Function Design and Shape

It is surprisingly hard to provide the right kind of function to C and C++ that covers all use cases for text. The kinds of things people do with text are varied, but the core of the actions that conversion should cover are:

  • Convert as much as as possible, or simply fail (where a conversion either happens or it does not, and if it does not it fails).
    • Most text converion APIs behave in this way, especially when they are responsible for allocating the memory.

    • Converting text “in bulk” is a heavily researched area and text validation “in under 1 instruction per byte” is a thing that has had time heavily invested into it. There are large archives of government data and similar not stored in Unicode, for one reason or another: converting potentially terabytes or petabytes of data may be required.

  • Convert, skip over bad input, then resume converting, alternating between skipping bad text and converting text until the input is exhausted.
    • Input sanitizers for non-critical input text may behave this way, although it is noted that this loses information (e.g., some kind of understanding that bad text happened by using explicit .)

  • Convert, substitute bad input in the output, then resume converting, alternating between subsitutions and conversions until the input is exhausted.
    • This is a variant of the above style of usage and is used in most places, especially user-facing places, that attempt to handle text failures including Web Browsers such as Apple Safari, Google Chrome, Microsoft Edge, Mozilla Firefox, and more.
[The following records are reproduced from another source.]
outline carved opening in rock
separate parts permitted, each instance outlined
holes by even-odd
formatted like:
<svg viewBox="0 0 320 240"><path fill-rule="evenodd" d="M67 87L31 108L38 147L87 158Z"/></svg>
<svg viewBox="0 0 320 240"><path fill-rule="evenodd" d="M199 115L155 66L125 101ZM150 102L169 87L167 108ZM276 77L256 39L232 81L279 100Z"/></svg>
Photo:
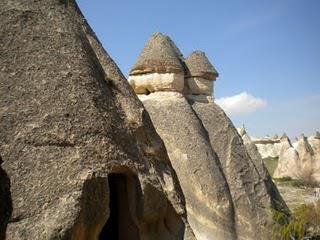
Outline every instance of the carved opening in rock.
<svg viewBox="0 0 320 240"><path fill-rule="evenodd" d="M136 202L138 180L134 176L112 173L108 176L110 216L99 240L139 240L139 230L132 207Z"/></svg>

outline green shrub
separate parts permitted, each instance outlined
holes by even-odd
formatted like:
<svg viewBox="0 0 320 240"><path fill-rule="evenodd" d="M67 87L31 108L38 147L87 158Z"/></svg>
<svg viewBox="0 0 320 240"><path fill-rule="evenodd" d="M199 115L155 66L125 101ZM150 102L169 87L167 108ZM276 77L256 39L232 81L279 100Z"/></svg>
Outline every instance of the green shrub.
<svg viewBox="0 0 320 240"><path fill-rule="evenodd" d="M291 177L281 177L281 178L274 178L276 182L290 182L292 181Z"/></svg>
<svg viewBox="0 0 320 240"><path fill-rule="evenodd" d="M320 201L315 204L302 204L296 207L290 216L276 210L272 210L272 213L273 239L320 239Z"/></svg>
<svg viewBox="0 0 320 240"><path fill-rule="evenodd" d="M274 178L278 183L288 183L292 187L319 187L319 183L312 176L299 176L297 179L291 177Z"/></svg>

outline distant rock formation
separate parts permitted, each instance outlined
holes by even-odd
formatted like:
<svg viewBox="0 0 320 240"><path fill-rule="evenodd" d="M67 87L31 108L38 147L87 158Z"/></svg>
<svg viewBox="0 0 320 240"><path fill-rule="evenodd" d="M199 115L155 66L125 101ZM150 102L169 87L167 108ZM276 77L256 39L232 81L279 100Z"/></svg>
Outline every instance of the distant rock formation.
<svg viewBox="0 0 320 240"><path fill-rule="evenodd" d="M0 39L0 238L10 179L8 240L195 239L162 140L76 2L3 0Z"/></svg>
<svg viewBox="0 0 320 240"><path fill-rule="evenodd" d="M302 135L295 146L287 136L283 136L281 142L282 147L274 177L320 181L320 139L317 135L309 139Z"/></svg>
<svg viewBox="0 0 320 240"><path fill-rule="evenodd" d="M279 154L278 166L273 174L274 178L291 177L297 178L300 170L299 154L291 144L287 135L280 139L281 149Z"/></svg>
<svg viewBox="0 0 320 240"><path fill-rule="evenodd" d="M262 158L279 157L281 142L278 135L263 138L251 137L251 141L257 146Z"/></svg>
<svg viewBox="0 0 320 240"><path fill-rule="evenodd" d="M149 49L151 45L156 48ZM159 87L158 81L144 82L144 75L163 74L158 70L163 64L157 67L153 63L161 62L155 61L155 56L166 58L156 53L166 47L172 48L166 50L172 54L170 62L180 61L180 65L175 64L179 69L168 67L166 73L184 74L183 91L181 87ZM150 59L145 55L147 51L154 53ZM142 60L139 57L133 66L129 82L166 145L185 194L195 236L198 240L213 236L217 240L270 239L268 208L286 208L285 203L269 174L259 173L261 159L256 164L250 158L232 122L213 102L210 81L218 73L205 54L196 51L185 61L181 56L168 36L155 33L142 50ZM137 72L141 62L152 64L144 64Z"/></svg>
<svg viewBox="0 0 320 240"><path fill-rule="evenodd" d="M309 138L301 135L297 139L298 141L292 144L286 134L283 134L280 138L278 136L273 138L252 138L246 133L244 126L237 130L247 148L251 148L252 150L253 146L251 145L254 144L260 155L265 154L264 157L271 157L270 152L275 149L275 146L276 148L280 147L279 153L276 155L278 156L278 165L273 174L274 178L290 177L302 180L312 178L320 181L319 132L316 132L314 136L310 136ZM264 145L264 149L269 148L269 150L262 150L261 145ZM254 159L254 157L252 158Z"/></svg>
  • Convert some indivisible unit of text, one at a time, to a known text encoding and feed it to a specific rendering engine.
    • Useful for the guts of a rendering engine that converts either a single code point or a small piece of text into a small buffer and uses it to layout their text.

    • Useful to delineate each code point boundary without having to convert the full text in-memory.

    • Useful for a well-specified form of round-tripping.

  • Convert between text encodings that may or may not have a direct code path between them.
    • For example, it is not feasible for someone to need to write a conversion directly from EUC-KR to UTF-8, or TASCII to UTF-16. It should be easy to go from TASCII or EUC-JP or Latin-1 to any other encoding, where reasonable, without needing to write a new encoding path. There are well over 100 encodings in the world: writing by-hand, pairwise conversions between all of them is an infeasible task.

The API must have a general shape and usage to it that enables all of these use cases without causing deep undue burden to software engineers utilizing the library. It also needs to combat some serious issues with preexisting C APIs of the day.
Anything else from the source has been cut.